E’ al cittadino che pensa Siciliotti, perché, dice, “siamo tutti cittadini e siamo tutti interessati a ridurre ulteriori rischi e prevenire ulteriori danni”. Di più. “Abbiamo tutti il dovere, ognuno con la propria competenza, ma anche con la propria sensibilità, di dare un contributo per superare questo momento nel migliore dei modi possibili”. Da qui l’accento posto sulla crisi di fiducia, prima che sulla crisi finanziaria. “E’ su una visione di sistema, e su un’organizzazione di sistema, che si regge la possibilità di convivenza civile, proficua e responsabile. E tra gli attori del sistema c’è il mondo del credito. Vederlo come ‘nemico’, o anche solo non comprenderne la funzioni, significa far crollare una delle basi su cui si regge l’intera struttura”.

Una fiscalità della crisi – spiega – è “l’unica leva davvero in mano ai Governi nazionali. Bisogna dare ossigeno fiscale alle imprese. Per questo penso che la norma che limita la deducibilità degli interessi passivi merita di essere rivista, che bisogna dare nuovo slancio al credito d’imposta agevolato per le piccole e medie imprese soprattutto del Mezzogiorno e affrontare in modo serio il tema dei controlli e dell’informativa societaria. Ed è opportuno intervenire anche sulla compensabilità delle ritenute, la possibilità di rimediare a eventuali ritardi o inadempienze nell’invio delle certificazioni, la certezza e la praticabilità dei calendari relativi alle dichiarazioni dei redditi”.

Dunque, sì ad eventuali ‘salvataggi’, se necessari. Sì agli strumenti legittimi per impedire che il costo del denaro si innalzi fino a livelli insostenibili per le ‘tasche’ del sistema. Sì ai sacrifici che necessitano per raggiungere questi obiettivi. Ma ‘sì’ a tutto questo a una condizione. Alla condizione, cioè, che a questi interventi sia collegato l’obbligo, da parte del mondo del credito, di sostenere l’economia reale, quanto e più di prima. Quindi, anzitutto, il tessuto produttivo.

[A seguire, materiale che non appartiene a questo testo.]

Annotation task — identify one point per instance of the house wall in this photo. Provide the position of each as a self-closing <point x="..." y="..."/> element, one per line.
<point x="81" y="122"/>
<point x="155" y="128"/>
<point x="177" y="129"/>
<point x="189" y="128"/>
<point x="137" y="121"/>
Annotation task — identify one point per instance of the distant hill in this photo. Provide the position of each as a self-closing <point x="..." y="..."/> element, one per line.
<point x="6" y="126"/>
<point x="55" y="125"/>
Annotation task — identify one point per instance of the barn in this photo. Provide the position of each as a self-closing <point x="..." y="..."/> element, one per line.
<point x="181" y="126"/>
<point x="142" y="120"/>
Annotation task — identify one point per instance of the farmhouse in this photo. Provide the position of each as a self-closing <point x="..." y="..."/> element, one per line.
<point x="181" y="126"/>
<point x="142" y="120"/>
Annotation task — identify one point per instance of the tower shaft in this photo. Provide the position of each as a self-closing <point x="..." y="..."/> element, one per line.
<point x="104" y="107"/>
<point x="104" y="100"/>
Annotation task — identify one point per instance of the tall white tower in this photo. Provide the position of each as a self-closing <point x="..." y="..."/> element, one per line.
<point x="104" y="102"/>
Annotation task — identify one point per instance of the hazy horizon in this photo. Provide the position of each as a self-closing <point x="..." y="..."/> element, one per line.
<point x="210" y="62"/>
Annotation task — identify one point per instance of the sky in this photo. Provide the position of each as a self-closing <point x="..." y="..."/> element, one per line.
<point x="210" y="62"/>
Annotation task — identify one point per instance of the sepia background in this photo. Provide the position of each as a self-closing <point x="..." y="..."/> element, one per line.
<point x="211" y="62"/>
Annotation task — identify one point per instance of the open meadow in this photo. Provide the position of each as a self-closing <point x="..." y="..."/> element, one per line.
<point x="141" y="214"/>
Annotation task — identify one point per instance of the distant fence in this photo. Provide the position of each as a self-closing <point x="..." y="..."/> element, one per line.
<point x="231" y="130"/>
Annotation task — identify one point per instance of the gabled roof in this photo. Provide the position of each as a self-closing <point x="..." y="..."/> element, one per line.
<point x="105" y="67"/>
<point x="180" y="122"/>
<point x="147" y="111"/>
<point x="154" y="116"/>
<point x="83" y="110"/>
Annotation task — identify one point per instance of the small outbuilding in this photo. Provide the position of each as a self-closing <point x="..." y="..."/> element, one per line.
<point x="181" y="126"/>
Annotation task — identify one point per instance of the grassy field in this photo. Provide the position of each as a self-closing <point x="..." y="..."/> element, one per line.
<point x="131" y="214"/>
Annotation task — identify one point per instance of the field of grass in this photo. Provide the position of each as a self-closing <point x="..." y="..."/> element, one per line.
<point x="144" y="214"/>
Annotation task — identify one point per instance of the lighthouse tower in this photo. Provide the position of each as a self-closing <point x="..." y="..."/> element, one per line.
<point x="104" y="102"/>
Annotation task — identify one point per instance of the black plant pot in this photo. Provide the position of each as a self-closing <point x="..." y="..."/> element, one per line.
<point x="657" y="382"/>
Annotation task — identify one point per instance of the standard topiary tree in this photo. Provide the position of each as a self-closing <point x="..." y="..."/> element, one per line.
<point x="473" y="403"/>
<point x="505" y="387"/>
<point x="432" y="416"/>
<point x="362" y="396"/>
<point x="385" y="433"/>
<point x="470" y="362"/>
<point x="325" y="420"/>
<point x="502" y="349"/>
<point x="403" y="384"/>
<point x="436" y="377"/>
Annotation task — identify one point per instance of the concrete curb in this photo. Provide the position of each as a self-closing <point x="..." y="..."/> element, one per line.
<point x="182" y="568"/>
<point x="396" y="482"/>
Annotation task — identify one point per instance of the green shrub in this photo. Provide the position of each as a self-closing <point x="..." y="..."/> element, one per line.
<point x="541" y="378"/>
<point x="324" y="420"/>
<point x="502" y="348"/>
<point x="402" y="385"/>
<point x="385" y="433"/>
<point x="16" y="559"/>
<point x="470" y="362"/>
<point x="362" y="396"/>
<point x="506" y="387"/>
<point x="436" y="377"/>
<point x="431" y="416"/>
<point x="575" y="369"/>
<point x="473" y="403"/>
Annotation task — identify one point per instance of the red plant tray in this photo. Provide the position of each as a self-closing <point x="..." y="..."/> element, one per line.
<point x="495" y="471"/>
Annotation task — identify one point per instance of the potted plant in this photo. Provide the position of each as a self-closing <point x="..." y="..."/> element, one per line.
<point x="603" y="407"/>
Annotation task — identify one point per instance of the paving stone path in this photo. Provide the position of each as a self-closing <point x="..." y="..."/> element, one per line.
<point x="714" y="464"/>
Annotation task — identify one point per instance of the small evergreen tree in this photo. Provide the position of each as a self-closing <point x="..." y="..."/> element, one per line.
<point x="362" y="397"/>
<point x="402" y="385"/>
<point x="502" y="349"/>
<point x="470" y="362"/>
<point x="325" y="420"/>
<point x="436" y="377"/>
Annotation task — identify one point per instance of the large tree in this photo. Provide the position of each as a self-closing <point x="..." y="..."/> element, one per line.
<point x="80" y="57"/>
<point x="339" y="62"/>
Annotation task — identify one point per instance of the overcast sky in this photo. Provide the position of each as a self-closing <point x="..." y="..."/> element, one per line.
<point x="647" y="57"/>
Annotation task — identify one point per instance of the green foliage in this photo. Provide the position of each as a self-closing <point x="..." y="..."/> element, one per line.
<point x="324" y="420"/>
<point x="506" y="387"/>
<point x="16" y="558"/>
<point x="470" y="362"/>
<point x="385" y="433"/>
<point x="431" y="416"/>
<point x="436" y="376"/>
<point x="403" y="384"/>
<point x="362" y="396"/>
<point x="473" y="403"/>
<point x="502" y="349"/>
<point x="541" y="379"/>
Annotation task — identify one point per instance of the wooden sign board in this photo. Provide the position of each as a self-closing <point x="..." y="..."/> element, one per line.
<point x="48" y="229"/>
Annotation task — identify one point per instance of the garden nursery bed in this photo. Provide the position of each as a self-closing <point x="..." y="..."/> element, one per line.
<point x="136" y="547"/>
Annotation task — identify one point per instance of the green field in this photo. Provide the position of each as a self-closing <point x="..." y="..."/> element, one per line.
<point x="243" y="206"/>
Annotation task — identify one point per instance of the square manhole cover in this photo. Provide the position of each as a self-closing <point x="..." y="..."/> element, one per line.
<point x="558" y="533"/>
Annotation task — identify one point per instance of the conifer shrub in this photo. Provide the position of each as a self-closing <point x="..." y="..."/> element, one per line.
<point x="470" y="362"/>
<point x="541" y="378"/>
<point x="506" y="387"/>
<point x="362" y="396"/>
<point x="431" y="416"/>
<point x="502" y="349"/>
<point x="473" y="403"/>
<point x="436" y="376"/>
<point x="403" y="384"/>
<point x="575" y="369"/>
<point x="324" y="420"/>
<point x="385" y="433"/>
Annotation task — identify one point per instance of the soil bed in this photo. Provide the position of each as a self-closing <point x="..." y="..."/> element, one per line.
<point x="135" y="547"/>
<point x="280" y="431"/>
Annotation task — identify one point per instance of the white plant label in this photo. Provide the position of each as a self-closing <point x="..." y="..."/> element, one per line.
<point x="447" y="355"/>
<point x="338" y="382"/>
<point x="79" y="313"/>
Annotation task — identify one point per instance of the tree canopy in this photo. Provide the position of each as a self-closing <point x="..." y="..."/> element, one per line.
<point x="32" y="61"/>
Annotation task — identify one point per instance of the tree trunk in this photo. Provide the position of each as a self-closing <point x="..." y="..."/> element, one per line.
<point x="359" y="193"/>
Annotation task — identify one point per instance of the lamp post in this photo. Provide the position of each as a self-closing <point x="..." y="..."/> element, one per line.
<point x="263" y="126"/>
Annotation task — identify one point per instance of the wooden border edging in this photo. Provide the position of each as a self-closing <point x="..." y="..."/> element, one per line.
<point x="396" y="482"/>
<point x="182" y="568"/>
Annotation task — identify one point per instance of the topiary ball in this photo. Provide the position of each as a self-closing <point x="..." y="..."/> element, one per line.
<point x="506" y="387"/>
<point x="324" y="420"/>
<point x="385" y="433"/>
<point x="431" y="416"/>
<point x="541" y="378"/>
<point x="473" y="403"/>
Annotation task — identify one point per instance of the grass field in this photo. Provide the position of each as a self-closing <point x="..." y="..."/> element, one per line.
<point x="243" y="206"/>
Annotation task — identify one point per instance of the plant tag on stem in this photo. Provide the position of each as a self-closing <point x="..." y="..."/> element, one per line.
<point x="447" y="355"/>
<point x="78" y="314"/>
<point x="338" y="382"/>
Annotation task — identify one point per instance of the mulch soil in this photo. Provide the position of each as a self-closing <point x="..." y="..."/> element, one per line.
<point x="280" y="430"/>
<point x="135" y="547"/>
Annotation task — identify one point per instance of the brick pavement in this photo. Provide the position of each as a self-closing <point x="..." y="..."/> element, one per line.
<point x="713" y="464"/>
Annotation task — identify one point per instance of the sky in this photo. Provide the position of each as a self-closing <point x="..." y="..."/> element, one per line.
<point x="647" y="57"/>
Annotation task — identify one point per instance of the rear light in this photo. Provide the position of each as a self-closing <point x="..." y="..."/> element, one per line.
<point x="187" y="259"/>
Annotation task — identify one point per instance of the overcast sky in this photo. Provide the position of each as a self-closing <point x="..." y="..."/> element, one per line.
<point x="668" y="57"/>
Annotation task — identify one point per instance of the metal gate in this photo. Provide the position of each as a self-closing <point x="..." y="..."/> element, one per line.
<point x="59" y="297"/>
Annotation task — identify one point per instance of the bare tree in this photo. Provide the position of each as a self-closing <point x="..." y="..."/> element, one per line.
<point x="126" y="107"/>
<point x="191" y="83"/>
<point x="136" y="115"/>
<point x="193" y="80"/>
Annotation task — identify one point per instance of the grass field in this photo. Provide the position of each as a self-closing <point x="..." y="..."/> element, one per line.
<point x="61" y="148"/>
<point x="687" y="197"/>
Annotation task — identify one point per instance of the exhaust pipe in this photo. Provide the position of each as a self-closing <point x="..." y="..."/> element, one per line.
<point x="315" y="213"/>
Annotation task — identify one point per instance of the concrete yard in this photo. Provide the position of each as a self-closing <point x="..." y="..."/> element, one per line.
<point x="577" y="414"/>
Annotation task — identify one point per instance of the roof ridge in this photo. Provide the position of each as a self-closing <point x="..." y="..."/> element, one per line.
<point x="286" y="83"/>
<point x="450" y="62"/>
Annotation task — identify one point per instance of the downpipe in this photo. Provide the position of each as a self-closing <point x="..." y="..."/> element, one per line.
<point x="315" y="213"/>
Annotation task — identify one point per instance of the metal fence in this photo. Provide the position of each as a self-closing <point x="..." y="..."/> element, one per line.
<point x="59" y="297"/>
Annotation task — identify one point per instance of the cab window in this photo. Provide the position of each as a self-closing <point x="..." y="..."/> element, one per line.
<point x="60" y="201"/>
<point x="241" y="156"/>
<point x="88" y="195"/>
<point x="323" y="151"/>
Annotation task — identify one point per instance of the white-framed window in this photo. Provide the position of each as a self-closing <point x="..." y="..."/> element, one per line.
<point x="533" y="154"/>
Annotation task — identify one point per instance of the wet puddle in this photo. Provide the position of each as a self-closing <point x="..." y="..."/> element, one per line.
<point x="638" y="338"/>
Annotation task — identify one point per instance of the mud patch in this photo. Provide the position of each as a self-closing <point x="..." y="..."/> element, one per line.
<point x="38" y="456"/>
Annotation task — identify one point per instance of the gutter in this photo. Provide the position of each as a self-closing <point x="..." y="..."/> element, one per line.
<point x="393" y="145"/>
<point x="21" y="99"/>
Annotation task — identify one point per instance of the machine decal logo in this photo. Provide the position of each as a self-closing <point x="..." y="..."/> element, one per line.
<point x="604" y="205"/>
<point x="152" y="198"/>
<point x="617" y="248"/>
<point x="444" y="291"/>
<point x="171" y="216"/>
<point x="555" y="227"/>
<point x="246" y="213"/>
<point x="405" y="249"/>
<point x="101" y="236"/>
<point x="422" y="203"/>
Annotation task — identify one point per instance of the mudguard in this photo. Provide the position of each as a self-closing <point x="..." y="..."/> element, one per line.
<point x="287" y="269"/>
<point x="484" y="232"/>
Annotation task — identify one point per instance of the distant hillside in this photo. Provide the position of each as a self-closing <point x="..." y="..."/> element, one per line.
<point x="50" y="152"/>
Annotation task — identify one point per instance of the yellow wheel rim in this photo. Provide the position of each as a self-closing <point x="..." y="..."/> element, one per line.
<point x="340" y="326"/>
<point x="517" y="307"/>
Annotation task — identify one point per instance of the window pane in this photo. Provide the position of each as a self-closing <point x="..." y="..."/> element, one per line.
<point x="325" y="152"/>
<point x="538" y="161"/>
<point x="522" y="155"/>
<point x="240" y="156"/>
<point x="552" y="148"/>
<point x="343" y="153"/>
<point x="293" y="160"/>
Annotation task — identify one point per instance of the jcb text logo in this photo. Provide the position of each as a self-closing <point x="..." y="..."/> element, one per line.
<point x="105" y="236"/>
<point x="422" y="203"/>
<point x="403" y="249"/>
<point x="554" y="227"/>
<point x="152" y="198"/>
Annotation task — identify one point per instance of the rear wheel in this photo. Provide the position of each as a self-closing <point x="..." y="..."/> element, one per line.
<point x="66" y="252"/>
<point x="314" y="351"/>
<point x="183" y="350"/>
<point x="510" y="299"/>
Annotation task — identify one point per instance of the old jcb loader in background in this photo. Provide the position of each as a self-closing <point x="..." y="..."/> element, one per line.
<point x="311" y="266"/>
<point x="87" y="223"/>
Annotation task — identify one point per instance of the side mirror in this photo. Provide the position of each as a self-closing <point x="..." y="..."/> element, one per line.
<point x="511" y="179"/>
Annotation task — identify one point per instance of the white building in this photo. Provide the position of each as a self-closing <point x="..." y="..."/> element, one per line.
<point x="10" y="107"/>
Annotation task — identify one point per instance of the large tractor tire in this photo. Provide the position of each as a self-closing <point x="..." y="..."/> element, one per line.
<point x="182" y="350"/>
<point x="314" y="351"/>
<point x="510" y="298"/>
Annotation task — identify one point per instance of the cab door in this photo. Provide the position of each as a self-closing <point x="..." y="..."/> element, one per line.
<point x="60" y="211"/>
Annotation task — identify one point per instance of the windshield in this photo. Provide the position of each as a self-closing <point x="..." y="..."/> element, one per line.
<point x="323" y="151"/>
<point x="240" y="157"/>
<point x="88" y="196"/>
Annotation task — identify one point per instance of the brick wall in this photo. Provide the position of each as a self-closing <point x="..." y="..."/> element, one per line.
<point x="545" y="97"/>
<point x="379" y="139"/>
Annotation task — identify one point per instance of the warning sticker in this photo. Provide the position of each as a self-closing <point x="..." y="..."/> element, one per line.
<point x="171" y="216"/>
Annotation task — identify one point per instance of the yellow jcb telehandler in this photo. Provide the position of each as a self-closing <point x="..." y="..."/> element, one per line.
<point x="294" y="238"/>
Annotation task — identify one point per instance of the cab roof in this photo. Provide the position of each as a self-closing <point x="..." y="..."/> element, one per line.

Il motivo è presto detto: bloccare l’incidenza (o, almeno, ridurla) della crisi della finanza sull’assetto portante dell’economia, per far sì che l’economia subisca i minori danni possibili e possa continuare a fare il proprio mestiere, che è quello di “garantire alla società non solo di non andare indietro ma anche di andare avanti”.